The main points of the reforms included: the abolition of private and foreign schools, both elementary and secondary; the professional evaluation of teachers and their treatment; the students’ code of conduct and disciplinary rules; the public school budget, resources and equipment; the new criteria for planning and awarding scholarships; issues of methodology and documentation; the new guidelines for culture and arts; sanitary requirements and the need for cleanliness and protection of students’ health.

Xhevat Kallajxhiu’s “Democracia” newspaper (“Democracy”, in English), published in the southern tip of the country, would express its enthusiasm for the reforms, and stated that  “only the public school is able to rise above the religious differences and create that kind of fraternization on which the new Albania will stand.” Further south, Athens objected to the nationalization of the school system, perceiving it as an obstacle to the free flow of the Greek propaganda towards Albania. The Greek government brought the issue up in the League of Nations, via a petition containing other issues unrelated to the schooling for the Greek minority in Albania. At the same time, there was talk in Greece about a possible armed intervention in Albanian territory, to “liberate” Northern Epirus (The Andartes association, February 18, 1934). The Albanian envoy in Geneva, Mehdi Frashëri, rejected the Greek allegation, but couldn’t stop the League of Nations from asking the re-opening of private schools in minority territory in Albania; but that very same League declined to hear anything about how Albanian kids fared in their schools in Kosova and Chamuria. With regard to the complaints by the Catholic clergy in Shkodër, Ivanaj had this to say: “Catholic parents not only have never complained with the government, but they eagerly continue to send their children to public school. The reforms were voted, after all, by the Catholic MPs too.”

Among the institutions affected by these reforms were Harry Fultz school and the American Youth Red Cross; but their reaction was balanced, and they refrained from expressing their dissent in public, which proves that their activity in Albania didn’t serve any political or subversive purpose, or even interests contrary to Albania’s national ones. Ivanaj was well aware of this, but he also knew the law had to be enforced with impartiality. Ironically, the Communists would accuse him later, in court, for being pro-American…

The Italian government, on the other hand, didn’t dissimulate its overall disappointment, since the reform would hinder the Italian influence in the areas of language, culture and religion, which were crucial to streamlining of the Italian expansion in Albania.

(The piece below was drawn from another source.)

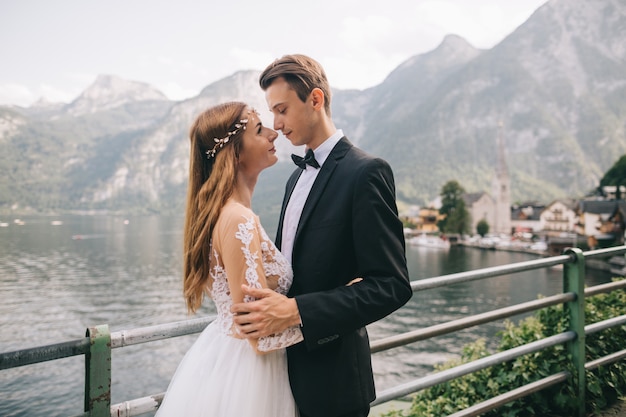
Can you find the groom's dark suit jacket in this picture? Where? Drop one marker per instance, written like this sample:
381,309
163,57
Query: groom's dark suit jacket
349,228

The Minister’s resignation was to be expected. A man of firm character and used to accomplishing whatever tasks he had set to himself, he could hardly bear with interferences in the path of reform implementation. The letters sent to M. Ivanaj by personalities and other people after his resignation show that the support for his efforts was large and strong, and his ideas would withstand the trial of time. The reform in education would turn out to be Ivanaj’s greatest achievement, which would confirm his unmatched administrative skills, broad cultural horizon, sound logic, ability to look forward, and inflexible will.

Ninety per cent of the teachers were of the opinion that Ivanaj’s times were gone for good, the papers wrote in those days. The great artist Marie Kraja, who used to be a teacher in that period, would stress the impact of the reform on Albanian woman’s emancipation. This is confirmed today by the several generations of woman teachers and members of the intelligentsia who graduated from the “Nana Mbretneshë” (“Queen Mother”) Institute.

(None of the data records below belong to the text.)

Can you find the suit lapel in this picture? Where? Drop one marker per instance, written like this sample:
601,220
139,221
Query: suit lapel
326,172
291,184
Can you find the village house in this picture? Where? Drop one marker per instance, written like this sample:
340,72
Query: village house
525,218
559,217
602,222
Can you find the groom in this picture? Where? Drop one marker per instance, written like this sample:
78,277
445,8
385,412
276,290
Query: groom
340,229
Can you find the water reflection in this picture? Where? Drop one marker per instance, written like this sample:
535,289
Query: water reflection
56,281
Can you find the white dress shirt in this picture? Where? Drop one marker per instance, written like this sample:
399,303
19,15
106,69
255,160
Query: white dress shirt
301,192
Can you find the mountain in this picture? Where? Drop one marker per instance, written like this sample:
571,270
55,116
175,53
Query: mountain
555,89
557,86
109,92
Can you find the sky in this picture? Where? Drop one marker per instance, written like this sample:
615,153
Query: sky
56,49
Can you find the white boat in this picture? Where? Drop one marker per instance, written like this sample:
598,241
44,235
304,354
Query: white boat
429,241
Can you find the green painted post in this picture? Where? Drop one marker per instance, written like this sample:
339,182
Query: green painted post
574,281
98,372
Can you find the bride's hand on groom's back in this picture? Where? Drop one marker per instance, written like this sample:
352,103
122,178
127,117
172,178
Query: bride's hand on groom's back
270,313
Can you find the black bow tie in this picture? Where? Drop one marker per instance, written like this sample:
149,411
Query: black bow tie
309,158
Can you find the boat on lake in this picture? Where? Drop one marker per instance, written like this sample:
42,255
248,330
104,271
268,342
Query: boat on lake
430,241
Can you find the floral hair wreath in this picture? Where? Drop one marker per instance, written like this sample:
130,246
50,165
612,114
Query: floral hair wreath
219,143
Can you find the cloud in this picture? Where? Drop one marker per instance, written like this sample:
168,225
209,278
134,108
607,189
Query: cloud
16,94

M. Ivanaj was the first Minister of Education to demand and contend the need for high school students to wear distinctive uniforms.

In spite of Ivanaj’s resignation from his government position, King Zog held his abilities in high esteem and could not afford to leave him out of the highest echelons of the Albanian state. In appreciation, the King presented the former minister with the “Commander of the Scanderbeg Order”.

The King therefore named Ivanaj President of the State Council, given that Ivanaj possessed a lawyer’s diploma too. An organism with consultative, not political functions, the State Council had a role in the juridical consolidation of the Albanian state of law.

As President of the State Council, Ivanaj showed his exemplary lawyer skills. It was at that time that he undertook the publication of the whole corpus of the Albanian legislation during the years 1912-1937, even though he couldn’t implement this project due to Italy’s military occupation of Albania in 1939.

In his journal, M. Ivanaj mentions his taking part in the wave of popular protests, alongside Qemal Butka, and their demand for being given weapons so that they could actually fight against the occupying force. He also has words of praise for Safet Butka, the leader of the high school students’ protest. It was a black day for Albania, and a black day for M. Ivanaj too, who had to leave the country together with many other intellectuals.

A note of sadness permeates the chapters centered on Ivanaj’s life in exile, his brother Martin’s death, and finally his return to Albania hopeful that his help would be needed, to bring the country back to life.

He was even cordially received by the communist leader Enver Hoxha, although the latter would never forgive Ivanaj the decision to suspend his student’s scholarship, due to neglect of exam requirements.

Once WWII was over, Mirash Ivanaj could have gone back to Italy and found easy employment and help from all those who knew about his many skills and qualities. He chose Albania nevertheless, but only to be punished with arrest, imprisonment, tortures and death behind the bars. His life ended tragically, but his reputation and glory live on. The nation could never forget him, the author writes, because he had already become a living incarnation of the most essential Albanian values.

The book ends with Mirash Ivanaj’s physical and moral portrait, reconstructed through the data that the author has been able to collect; and especially letters, telegrams, articles, private communications and literature; but also speeches in Parliament, and the minutes of two audiences: with King Zog and the dictator Hoxha. The most valuable source has been, nevertheless, the correspondence between the two brothers. There are more than a thousand pages of correspondence for the years 1925-1926, that isn’t just centered on private concerns and issues, but also deals with major problems for the Albanian nation and people.

The author himself has put a lot of emotion in this documentary effort, by erecting a monument to Ivanaj’s honor. His artful portrait and description will keep its significance for future Albanian generations. Gogaj writes: “among illustrious lives, Mirash Ivanaj’s is to be envied, because the intense focusing on an idea set off the fire through which his individuality shines on.”

The book is valuable not only for its contributions in history, but because it prods the reader to positive action. As such, it has a lot to give to teachers, students, sociologists, linguists, politicians, journalists, writers, and managers.

It is also to be considered as an appeal to all Albanians to unite, wherever they are, in order to work together for the benefit of Albania and the future Albanian generations.

As the author states it himself, “All those who want to lead the people toward new horizons, and who really strive to do something for their country’s progress, should never forget to demand from themselves qualities as preciously rare as Ivanaj’s.”


1. M. Ivanaj’s birthplace.
2. The Ottoman Empire domination of the Albanian regions lasted throughout five centuries.
3. Now known as  “La Sapienza”.
4. Available in the National Archives of Belgrade; they are dating back to the very early 1900’s.
5. November 28th is observed annually by Albanians, throughout the world, as “Albania’s Independence Day” since the year of its establishment in 1912.
6. Public Libraries did not exist in Albania in those days.
7. These archeological sites are located in southern Albania. In 1992 Butrinti was included in UNESCO’s World Heritage List
8. Set of customary laws attributed to Albanian prince Lekë Dukagjini, passed down verbally through  generations, until written in the 19th century, and used mostly in northern Albania and Kosovo from the 15th until the  20th century.